How to Choose and Use a Hammer
Understanding the differences among choices for the carpenter's favorite with This Old House general contractor Tom Silva
In this video, This Old House general contractor Tom Silva explains the differences among choices for the carpenter's favorite with Kevin O'Connor.
1. Framing hammers have long handles and heavy heads weighing up to 28 ounces. These ruggedly built tools are intended for framing contractors and homebuilders.
2. Checkered or waffle-faced models help prevent the hammer from slipping off nail heads.
3. A good general-purpose 16-ounce hammer comes in choice of handles made of wood, graphite or steel. Each is engineered to absorb vibration.
4. Specialty hammers include models for working with slate shingles and wood shingles.
5. A wood-shingle hammer has a measuring gauge and hatchet end for splitting shingles.
6. A ball-peen hammer is used for metalworking.

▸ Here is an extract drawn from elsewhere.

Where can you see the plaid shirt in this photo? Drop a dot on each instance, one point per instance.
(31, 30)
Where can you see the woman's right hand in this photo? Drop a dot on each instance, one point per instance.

Its head has a flat surface and rounded end.
7. Brick hammers are used to set and cut brick and stone.
8. Always wear safety glasses when using any type of hammer.
9. Grasp the hammer near end of the handle where there's typically a comfortable curve or depression.
10. When swinging the hammer, keep your eye on the nail head, raise the hammer high in the air and allow the weight of the hammer to drive the nail.
11. Pull nails using a straight (a.k.a. ripping) claw or side nail puller.
12. Curved-claw hammers provide more leverage for pulling nails.
13. Place a scrap board beneath the hammerhead when pulling nails to increase leverage and protect the workpiece.